Originally from Portlaoise, but now based in Australia, the 31-year-old has had to do things the hard way to date, though a dominant performance in Thailand has seen him lay the foundations for a life-altering fight in 2018.
Dauntingly travelling to Bangkok, Doheny (18-0, 13 KOs) rallied to an admirable split decision success over home fighter Pipat Chaiporn (aka Mike Tawatchi) to maintain his impressive unbeaten record and set up a shot at world honours next year.
In what was an IBF super-bantamweight title eliminator, the impressive southpaw earned the nod from all three judges to record an 18th consecutive career win, with his highest profile outing now on the horizon.
“I’m relatively unknown for a guy that’s just about to become a world champion,” outlined a modest Doheny in the aftermath of his points triumph on the road.
That could all change, though, as his successful Thai ventures means he will contest reigning IBF title holder Ryosuke Iwasa as the organisation’s number one mandatory challenger early in 2018. The Japanese champion stopped compatriot Yukinori Oguni in six rounds back in September to claim the current crown but Doheny sees weaknesses in his imminent foe.
“I’ve been checking him out quite a bit since he became champion, and look, he’s not the champion of the world for nothing and it’s a tough fight,” he stated. “But he is very beatable and stylistically he will suit me a lot more than my last fight, where I got dragged into a sloppy scrap by a wily old veteran.
“I think it will be a lot more of a tactical affair and I am fully confident that I have the skill set to beat him. So all going well, Ireland will have another world champion by mid next year.”
It has been a long and rocky road to even get to this stage for the Irishman based Down Under, having had to battle along a path littered with personal and career obstacles before finally seizing his grand opportunity in Thailand.
“It’s been a year of highs and lows for me,” admitted Doheny. “I had a bad start to the year back in Ireland taking care of my mother as she was in a coma for almost eight weeks after a serious accident.
“Then I finally made it back to Australia just in time for the birth of my son Theo James. Then another hard time hit as I missed my daughter Nicole’s Confirmation as I was back in camp for my fight in June.
“I had a couple of fights fall through and then what happened with the [Evgeny] Gradovich fight really made me start to lose faith.

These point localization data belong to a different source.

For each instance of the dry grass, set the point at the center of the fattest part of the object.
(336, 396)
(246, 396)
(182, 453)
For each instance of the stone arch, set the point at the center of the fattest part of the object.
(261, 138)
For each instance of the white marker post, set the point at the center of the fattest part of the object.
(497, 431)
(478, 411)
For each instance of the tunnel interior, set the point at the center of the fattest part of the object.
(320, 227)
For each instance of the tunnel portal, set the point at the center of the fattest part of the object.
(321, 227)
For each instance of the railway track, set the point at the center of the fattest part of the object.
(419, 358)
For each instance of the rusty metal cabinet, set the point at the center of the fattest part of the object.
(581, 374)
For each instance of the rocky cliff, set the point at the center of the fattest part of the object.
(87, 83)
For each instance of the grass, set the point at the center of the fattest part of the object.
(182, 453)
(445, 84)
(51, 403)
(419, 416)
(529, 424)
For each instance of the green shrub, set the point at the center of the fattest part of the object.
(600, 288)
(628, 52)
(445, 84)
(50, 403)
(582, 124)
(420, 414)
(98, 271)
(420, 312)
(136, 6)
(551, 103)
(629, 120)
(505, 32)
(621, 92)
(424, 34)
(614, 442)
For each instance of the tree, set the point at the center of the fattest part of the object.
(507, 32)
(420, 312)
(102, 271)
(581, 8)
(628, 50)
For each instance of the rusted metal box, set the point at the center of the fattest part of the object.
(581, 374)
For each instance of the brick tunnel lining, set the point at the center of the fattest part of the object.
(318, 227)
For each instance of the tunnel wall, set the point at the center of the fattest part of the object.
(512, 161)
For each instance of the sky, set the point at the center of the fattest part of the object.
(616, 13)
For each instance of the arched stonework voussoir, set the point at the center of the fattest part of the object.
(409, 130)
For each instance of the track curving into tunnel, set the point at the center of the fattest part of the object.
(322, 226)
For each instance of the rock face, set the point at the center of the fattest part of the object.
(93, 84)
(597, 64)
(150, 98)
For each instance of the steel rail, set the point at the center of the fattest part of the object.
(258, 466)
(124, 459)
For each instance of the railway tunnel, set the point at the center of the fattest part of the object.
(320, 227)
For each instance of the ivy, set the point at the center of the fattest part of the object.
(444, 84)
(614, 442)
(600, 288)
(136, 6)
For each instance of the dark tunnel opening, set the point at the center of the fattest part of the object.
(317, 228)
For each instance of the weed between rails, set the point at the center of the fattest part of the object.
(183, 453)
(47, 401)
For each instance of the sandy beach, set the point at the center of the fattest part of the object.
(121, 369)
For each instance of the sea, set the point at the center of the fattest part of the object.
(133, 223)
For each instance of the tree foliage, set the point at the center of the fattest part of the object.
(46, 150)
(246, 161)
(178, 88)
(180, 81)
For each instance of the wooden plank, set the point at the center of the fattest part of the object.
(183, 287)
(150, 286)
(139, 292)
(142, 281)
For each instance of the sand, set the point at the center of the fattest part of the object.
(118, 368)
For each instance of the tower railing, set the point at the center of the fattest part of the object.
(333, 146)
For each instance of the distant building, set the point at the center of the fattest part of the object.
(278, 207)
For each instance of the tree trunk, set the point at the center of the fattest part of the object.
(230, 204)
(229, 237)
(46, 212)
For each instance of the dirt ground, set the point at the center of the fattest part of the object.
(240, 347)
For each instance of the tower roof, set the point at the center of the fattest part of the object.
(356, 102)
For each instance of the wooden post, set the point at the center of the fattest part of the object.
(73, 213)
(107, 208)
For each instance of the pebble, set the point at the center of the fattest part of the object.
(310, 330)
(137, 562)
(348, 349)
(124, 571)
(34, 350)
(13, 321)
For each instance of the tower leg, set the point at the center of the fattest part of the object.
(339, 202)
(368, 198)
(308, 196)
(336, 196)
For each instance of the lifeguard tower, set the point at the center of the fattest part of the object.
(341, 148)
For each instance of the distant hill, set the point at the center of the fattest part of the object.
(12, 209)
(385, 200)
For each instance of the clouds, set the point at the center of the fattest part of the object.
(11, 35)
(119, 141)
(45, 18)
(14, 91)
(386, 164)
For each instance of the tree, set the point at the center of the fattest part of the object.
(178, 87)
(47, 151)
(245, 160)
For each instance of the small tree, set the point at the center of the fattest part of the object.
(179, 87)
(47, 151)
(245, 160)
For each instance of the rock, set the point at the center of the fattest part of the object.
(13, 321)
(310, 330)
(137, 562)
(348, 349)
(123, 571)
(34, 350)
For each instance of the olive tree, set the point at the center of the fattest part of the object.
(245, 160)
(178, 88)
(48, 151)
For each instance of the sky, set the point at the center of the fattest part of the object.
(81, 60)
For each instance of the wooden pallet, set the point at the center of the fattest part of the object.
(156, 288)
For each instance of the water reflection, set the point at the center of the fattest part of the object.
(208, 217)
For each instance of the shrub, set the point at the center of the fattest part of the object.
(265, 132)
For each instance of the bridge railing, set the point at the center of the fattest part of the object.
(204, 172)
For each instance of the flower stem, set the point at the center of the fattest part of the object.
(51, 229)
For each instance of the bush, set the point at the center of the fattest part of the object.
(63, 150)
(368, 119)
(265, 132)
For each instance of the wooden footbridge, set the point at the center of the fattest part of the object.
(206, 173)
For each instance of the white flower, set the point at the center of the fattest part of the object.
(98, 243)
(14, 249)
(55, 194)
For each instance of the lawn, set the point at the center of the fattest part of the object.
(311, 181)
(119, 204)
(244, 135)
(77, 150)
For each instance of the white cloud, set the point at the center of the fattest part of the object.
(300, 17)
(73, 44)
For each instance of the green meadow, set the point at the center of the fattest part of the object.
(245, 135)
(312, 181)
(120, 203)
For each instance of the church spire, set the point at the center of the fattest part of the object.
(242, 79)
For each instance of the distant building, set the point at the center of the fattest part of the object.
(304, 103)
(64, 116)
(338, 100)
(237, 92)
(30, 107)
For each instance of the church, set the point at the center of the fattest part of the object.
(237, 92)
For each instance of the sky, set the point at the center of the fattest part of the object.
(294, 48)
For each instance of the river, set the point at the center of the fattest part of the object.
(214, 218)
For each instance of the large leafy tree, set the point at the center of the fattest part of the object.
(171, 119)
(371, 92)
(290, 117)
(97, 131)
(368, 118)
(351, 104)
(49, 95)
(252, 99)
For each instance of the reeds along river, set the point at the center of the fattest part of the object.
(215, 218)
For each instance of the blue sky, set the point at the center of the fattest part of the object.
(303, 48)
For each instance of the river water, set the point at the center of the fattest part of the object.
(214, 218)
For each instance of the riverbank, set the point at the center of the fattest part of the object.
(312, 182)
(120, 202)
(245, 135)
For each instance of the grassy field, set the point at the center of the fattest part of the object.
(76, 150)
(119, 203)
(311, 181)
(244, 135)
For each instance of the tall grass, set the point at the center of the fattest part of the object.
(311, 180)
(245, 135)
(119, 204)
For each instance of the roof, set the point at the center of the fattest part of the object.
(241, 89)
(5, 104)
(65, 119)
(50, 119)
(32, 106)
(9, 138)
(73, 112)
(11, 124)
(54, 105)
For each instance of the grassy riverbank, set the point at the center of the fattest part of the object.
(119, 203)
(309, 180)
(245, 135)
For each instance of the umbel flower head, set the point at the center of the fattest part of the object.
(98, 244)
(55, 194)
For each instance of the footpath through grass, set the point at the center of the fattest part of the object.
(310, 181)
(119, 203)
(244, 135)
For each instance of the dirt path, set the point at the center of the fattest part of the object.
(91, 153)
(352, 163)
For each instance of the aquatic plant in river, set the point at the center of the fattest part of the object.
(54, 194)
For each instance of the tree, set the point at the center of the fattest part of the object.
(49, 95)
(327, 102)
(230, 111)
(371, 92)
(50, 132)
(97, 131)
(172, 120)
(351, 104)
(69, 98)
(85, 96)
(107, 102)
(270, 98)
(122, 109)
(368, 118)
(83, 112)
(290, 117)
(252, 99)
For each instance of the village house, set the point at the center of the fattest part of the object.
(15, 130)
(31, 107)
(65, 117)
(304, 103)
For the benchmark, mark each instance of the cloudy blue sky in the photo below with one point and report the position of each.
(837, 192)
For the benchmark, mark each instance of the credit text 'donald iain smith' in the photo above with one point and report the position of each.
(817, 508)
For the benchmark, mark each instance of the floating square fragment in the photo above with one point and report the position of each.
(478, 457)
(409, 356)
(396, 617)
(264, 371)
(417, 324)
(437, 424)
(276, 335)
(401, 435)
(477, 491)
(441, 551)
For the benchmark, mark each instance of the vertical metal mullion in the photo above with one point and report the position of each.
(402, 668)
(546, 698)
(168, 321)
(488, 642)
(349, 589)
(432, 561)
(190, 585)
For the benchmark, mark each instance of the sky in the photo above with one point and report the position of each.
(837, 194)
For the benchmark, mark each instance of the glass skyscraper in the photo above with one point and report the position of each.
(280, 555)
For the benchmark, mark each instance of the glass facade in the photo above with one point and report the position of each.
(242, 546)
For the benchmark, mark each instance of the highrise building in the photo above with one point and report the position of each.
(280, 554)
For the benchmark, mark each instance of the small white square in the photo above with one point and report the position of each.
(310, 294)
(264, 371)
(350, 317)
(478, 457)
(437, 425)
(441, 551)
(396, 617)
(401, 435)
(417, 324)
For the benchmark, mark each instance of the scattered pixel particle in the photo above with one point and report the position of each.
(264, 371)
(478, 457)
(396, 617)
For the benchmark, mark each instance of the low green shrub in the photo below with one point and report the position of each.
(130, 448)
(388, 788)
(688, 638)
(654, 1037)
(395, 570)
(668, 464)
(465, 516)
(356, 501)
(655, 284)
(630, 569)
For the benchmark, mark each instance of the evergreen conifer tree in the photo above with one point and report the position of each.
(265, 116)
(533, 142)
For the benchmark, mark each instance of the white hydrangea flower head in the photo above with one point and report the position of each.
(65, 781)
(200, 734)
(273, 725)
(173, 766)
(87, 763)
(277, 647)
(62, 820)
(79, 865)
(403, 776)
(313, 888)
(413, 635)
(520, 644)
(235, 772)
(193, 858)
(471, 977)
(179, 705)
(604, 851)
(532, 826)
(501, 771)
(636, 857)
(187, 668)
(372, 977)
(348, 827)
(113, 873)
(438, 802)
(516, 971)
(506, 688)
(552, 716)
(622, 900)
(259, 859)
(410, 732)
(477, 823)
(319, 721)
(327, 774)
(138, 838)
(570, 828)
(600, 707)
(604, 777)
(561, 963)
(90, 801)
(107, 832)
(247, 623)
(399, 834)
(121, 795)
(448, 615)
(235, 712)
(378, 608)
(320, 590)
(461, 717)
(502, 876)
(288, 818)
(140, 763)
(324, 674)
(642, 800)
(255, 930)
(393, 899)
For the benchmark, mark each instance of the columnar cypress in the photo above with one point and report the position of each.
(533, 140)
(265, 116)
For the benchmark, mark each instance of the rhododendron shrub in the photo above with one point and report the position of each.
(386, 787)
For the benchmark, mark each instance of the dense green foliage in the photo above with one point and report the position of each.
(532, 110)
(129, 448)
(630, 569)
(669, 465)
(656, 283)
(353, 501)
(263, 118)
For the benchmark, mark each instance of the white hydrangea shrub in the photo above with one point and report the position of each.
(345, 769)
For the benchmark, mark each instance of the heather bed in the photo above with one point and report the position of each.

So hats off to my team for pulling this eliminator out of the fire and getting it done so we could close the year out on a real high and focus on the world championship fight in early 2018.”
Doheny had halted six straight opponents in the lead up to his eventually successful IBF eliminator and a seventh seemed on the cards, but home hope Chaiporn showed his experience to make it the distance in his own backyard.
“My performance could have been better but I was in there with a sloppy, negative fighter who dragged me into a dogfight, so I can’t be too hard on myself,” continued the Murphy’s Boxing promoted fighter. “After all, it was a very late change of opponent in camp and it’s always tough going into the lion’s den and taking the win on points.
“I was pretty confident of getting him out of there in the mid to late rounds but once he started to feel my power he completely switched it up and started running.
“[He was] bending over and grabbing my leg so I couldn’t really get a chance to catch him with that clean shot I was looking for, so I had to just fight his fight and just try to outwork him and dominate every round.
“But he is a 54-fight veteran, so he knows how to survive in there when under that kind of pressure.”
Irish boxing has enjoyed a rampant rise in stature at all levels recently, with a host of fresh faces coming through the ranks on the big stage, while Belfast’s Ryan Burnett and Wicklow heroine Katie Taylor lead the way at the sport’s pinnacle platform.
Burnett became unified bantamweight world champion during the course of 2017, while Taylor continued her seamless switch from the amateurs to the paid ranks to earn WBA female lightweight supremacy.
As the sport’s standing in Ireland carries on growing promisingly, the nation could well witness the crowning of a third world champion in the coming months, as Doheny confidently prepares for his own crack at those dizzy heights in 2018.